2016 offered up some conflicting trends in cyber events according to this year’s Verizon Data Breach Investigations Report (DBIR), but one thing is clear – issues like ransomware, outside hackers, and social engineering aren’t going away any time soon.
“It is true that the DBIR will never be blank as—choose your cliché—‘there is no such thing as 100 percent secure’ or ’perfection is the enemy of good enough.’ It is also true that due to the nature of the report we admittedly have a lack of success stories. After all, this is at its core a report about confirmed data breaches,” wrote the authors of Verizon’s annual DBIR. The report included not only confirmed breaches but other cyber incidents, as well as a breakdown of incidents by industry.

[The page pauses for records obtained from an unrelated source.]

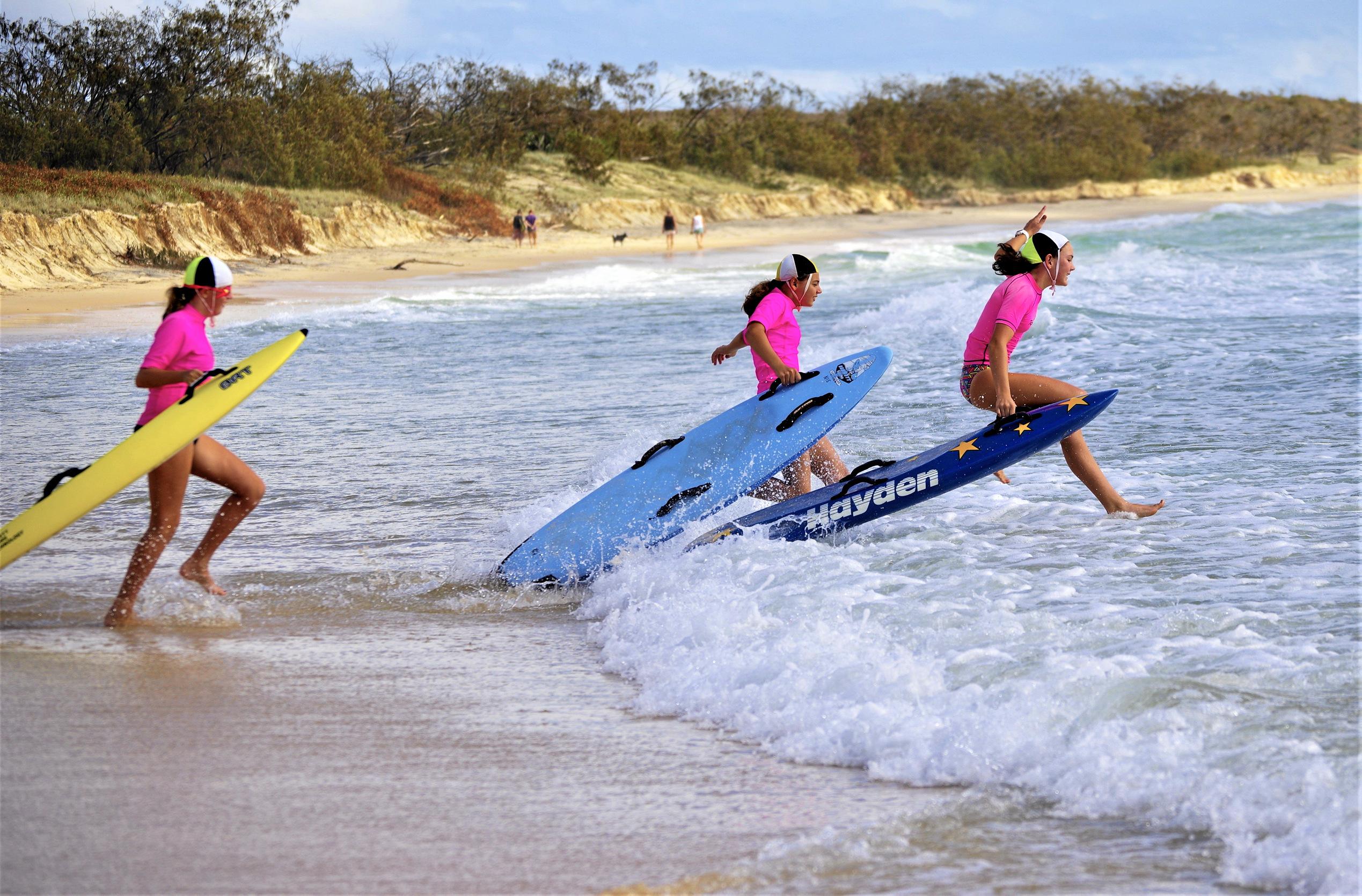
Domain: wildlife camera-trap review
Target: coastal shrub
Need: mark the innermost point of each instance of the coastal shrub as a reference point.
(589, 157)
(209, 90)
(466, 213)
(146, 256)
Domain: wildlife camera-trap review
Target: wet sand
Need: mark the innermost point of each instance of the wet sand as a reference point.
(454, 752)
(143, 287)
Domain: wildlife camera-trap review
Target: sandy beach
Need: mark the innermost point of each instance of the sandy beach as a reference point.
(142, 287)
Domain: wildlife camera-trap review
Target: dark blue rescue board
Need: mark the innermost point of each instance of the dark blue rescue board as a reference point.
(879, 488)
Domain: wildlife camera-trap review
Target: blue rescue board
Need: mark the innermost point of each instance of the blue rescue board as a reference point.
(877, 488)
(687, 479)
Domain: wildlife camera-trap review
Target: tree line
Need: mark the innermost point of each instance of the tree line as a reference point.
(209, 90)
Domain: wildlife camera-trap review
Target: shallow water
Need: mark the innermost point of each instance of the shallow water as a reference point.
(1115, 704)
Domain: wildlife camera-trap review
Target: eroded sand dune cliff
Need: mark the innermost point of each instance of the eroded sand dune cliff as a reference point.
(77, 249)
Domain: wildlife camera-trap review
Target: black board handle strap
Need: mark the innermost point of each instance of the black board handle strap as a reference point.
(871, 465)
(203, 379)
(856, 480)
(647, 455)
(683, 496)
(1000, 424)
(777, 384)
(70, 473)
(819, 401)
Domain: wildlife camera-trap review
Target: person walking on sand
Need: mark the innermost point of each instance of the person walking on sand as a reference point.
(774, 335)
(179, 356)
(1033, 261)
(669, 229)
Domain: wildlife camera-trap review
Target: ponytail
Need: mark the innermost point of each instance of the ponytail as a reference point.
(1009, 262)
(758, 293)
(176, 299)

Data appeared to suggest a rise in internally-driven cyber incidents and cyber espionage, however, Verizon commented that it would “not be making any proclamations about internal threats on the rise and would not bet the farm that this line will continue to trend upward.” Absolute numbers showed that the reason for the rise in internal threats was a drop in two specific types of external threats: password-stealing botnets and point-of-sale incidents, which Verizon noted have “gone back to being primarily a small business problem” after major retailer breaches a few years ago.
Payment card skimming remains a problem, Verizon noted, commenting, “This year we saw one particular shift from previous years that is worthy of remark. The number of incidents involving gas pump terminals increased over three-fold from last year, while at the same time, there was approximately a 25 percent decrease from last year in the number of incidents with ATMs as the affected asset.”